People who use mobile banking are four times more likely to be happy sharing money with friends and family, according to new research from Paym, the payment tool that uses a mobile number.
Marking the first anniversary of its launch on 29th April 2014, Paym has already processed nearly £44 million of payments. Paym is available through 16 banks and building societies covering more than 90% of UK current accounts, with 2.25 million customers’ mobile numbers now registered to receive payments through the service.
The Paym service is growing further still – Nationwide Building Society will join in May.
Attitudes to sharing money with friends and family are shifting. At launch, Paym revealed reluctance among UK consumers to self-identify as a borrower of money from others, with only one in eight (12%) people willing to do so. This figure has increased 33% in the last year, with one in six (16%) now happy to say they use IOUs with friends and family as an easy way to share costs.
The most recent survey also revealed that users of mobile payment services are far more open to sharing money with others – 58% are happy to, compared with 15% of all adults.
The growth of Paym and increased willingness to share money with friends and family comes against the backdrop of the rise of the sharing economy. Internet-based companies enabling services such as car sharing, house rental and even pet sharing are starting to take off – a report for innovation charity Nesta1 found 25% of UK adults used internet technologies to share assets/resources over the last year.

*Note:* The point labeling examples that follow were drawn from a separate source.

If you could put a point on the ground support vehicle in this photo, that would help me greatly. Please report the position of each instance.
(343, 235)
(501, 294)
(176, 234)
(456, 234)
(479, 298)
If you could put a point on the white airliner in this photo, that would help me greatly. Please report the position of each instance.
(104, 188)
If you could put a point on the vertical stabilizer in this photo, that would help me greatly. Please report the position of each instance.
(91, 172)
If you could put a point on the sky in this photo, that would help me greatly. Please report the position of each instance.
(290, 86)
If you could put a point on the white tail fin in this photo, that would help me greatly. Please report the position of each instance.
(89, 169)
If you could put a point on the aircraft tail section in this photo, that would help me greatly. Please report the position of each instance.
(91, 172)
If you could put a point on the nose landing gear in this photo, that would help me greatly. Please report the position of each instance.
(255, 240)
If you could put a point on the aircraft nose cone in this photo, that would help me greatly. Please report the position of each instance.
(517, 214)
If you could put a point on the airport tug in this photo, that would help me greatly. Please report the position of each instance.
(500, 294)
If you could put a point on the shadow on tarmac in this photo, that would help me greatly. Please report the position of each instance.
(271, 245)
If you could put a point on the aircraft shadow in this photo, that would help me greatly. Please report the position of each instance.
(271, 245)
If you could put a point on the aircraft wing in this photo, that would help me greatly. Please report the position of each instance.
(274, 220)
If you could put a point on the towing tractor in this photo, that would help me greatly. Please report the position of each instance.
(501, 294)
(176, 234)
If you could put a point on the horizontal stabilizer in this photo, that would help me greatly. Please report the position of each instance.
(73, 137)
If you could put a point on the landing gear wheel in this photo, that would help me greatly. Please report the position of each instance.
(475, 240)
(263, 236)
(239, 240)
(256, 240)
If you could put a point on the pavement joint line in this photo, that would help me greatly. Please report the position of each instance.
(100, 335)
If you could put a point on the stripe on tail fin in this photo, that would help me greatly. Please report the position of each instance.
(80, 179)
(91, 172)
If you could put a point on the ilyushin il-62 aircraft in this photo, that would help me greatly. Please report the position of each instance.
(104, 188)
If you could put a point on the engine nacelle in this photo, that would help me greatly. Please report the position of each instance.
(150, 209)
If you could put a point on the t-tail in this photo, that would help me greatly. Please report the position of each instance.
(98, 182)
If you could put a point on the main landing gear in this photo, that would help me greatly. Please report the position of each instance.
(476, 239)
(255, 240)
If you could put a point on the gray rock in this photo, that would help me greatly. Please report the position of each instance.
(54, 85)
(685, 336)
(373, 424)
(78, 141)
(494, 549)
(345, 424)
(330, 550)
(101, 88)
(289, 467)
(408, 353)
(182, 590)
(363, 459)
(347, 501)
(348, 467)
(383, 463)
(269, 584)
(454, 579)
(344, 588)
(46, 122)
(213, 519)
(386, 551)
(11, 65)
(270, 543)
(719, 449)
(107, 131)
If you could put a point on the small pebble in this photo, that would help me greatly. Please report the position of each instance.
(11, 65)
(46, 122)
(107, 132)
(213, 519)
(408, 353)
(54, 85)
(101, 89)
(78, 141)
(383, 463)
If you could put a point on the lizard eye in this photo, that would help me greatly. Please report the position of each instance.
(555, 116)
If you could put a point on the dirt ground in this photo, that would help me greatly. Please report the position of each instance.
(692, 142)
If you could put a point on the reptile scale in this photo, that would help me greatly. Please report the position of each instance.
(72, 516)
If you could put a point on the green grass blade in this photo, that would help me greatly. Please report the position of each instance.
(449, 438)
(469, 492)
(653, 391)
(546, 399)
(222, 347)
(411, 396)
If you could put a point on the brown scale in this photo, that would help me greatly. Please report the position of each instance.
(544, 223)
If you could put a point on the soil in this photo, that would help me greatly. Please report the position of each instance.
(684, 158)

Craig Tillotson, Managing Director of Paym explains: “Advances in technology are making sharing easier than ever – Paym means you can pay back friends and family using just their mobile number. We’re using our mobiles more than ever – and not just for phone calls. When you add this trend to the wider growth in the sharing economy, mobile payments look set to be a real growth area over coming years.”
Paym found 18 to 24-year-olds are most likely to borrow and lend money among friends and family as a regular part of managing their money. They transfer money every few weeks for drinks (51%), food (40%) or transport costs (31%). Over half (51%) of workers and colleagues collate IOUs purchasing coffees and lunch for each other.
There is an agreed etiquette about sharing money, with £100 deemed the largest amount most people feel comfortable sharing. Three quarters (74%) say that the reason for borrowing money should always be explained and they also have the right to turn down a request for money if they do not approve of what it is for (77%).